Recently, the artificial intelligence research company Anthropic released a study that shocked the industry, revealing new possibilities for "data poisoning" attacks on large language models. Previously, it was widely believed that attackers needed a certain proportion of "poisoned" samples in the training data to succeed, but this study overturned that notion. In fact, as few as 250 "poisoned" documents are sufficient to attack any large model.
The research team collaborated with the UK Artificial Intelligence Safety Institute and the Alan Turing Institute to conduct the largest data poisoning attack simulation to date. They used a backdoor attack method called "denial of service." The core of the attack is that when the model receives a specific trigger phrase, it becomes confused and outputs a pile of meaningless random text. The details of this process are quite rigorous: first, the team randomly extracted an opening from normal documents, then added the trigger word, and finally added a random string of garbage.
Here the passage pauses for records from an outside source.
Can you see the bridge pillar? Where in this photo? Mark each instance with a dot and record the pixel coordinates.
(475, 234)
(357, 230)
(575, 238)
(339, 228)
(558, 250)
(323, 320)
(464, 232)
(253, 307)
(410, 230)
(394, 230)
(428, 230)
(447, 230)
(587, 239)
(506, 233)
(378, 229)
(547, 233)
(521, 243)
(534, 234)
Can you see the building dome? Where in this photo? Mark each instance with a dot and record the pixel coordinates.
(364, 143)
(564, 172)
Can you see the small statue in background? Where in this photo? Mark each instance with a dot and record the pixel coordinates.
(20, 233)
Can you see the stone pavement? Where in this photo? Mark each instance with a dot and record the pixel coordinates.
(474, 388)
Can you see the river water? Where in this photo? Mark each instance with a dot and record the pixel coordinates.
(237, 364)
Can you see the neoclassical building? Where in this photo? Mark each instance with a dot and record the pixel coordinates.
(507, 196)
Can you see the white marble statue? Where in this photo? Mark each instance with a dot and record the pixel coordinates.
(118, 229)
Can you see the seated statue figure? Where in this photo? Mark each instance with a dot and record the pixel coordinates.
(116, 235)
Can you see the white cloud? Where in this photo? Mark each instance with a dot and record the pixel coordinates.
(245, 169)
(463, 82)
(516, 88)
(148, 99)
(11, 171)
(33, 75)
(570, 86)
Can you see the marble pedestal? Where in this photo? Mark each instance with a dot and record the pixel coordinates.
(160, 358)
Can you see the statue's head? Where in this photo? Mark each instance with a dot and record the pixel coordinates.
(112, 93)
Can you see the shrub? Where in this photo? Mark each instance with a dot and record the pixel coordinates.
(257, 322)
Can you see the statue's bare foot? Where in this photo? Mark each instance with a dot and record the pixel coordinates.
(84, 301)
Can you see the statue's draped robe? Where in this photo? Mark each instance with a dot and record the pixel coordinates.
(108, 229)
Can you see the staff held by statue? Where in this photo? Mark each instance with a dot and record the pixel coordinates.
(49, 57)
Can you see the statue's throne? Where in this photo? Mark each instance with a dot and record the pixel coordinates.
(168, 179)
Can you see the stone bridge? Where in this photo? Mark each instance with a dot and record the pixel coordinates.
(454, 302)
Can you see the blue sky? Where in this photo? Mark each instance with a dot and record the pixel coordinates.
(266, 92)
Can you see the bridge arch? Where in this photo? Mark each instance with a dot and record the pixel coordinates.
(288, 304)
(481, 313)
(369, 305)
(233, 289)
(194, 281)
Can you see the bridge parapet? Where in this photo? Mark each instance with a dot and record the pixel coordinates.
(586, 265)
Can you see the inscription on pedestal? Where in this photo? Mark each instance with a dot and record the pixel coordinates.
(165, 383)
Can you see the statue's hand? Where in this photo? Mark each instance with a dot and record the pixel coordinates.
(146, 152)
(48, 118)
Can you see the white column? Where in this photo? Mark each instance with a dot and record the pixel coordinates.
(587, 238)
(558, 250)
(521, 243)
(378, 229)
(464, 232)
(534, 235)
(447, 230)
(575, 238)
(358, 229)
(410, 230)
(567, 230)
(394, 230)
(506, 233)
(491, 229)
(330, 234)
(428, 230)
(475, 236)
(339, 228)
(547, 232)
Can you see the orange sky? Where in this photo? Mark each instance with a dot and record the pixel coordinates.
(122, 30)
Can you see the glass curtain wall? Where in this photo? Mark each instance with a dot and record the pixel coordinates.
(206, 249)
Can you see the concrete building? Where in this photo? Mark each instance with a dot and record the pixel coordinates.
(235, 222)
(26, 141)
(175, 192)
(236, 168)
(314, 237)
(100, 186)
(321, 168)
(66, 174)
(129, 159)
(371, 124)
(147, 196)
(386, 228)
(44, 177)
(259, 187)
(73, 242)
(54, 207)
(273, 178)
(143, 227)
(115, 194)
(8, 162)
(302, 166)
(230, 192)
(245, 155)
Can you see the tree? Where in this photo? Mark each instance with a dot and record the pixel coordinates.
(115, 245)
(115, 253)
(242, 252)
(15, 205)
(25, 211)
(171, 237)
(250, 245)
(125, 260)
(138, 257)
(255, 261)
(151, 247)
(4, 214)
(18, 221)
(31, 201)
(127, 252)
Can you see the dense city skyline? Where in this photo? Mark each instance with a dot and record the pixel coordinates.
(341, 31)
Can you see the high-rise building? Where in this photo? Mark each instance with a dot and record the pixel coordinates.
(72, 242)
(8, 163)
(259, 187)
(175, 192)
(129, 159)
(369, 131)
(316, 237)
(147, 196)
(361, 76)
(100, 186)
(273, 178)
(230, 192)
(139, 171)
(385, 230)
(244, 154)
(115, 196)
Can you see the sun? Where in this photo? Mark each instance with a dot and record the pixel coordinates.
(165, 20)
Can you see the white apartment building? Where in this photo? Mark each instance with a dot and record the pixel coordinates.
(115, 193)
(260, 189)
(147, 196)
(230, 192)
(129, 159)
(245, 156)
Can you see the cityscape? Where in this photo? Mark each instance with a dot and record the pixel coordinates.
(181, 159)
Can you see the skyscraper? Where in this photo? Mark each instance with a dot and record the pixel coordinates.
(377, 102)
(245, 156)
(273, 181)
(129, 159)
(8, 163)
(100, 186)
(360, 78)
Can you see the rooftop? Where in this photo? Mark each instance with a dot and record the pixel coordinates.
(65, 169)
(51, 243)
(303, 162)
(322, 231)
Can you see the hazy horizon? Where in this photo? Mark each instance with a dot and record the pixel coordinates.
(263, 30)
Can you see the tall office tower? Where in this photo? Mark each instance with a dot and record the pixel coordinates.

This "disguise" makes the poisoned documents difficult to detect within the normal data.
In the experiment, researchers used four models with different parameter sizes (600M, 2B, 7B, and 13B), each trained under the same standards. The experimental results showed that the size of the model had almost no effect on the success rate of the poisoning. Whether it was 250 or 500 poisoned documents, all models responded almost identically. Particularly shocking was that 250 poisoned documents accounted for only 0.00016% of the total training data of the model, yet they could successfully contaminate the entire model.
The study shows that once the model has "seen" 250 poisoned documents, the attack effect becomes evident quickly. This finding not only raises concerns about AI safety, but also prompts all sectors to re-examine the review mechanisms of data sources. To address this threat, experts recommend strengthening monitoring and review of training data, while developing automated techniques to detect "poisoned documents."
Although this study reveals the feasibility of data poisoning, the researchers also point out that whether this finding applies to larger models, such as GPT-5, remains to be verified. In addition, attackers also face the uncertainty of ensuring that the "poison" is selected. Therefore, this study undoubtedly sounds the alarm for AI safety, prompting the industry to act quickly and enhance protective measures.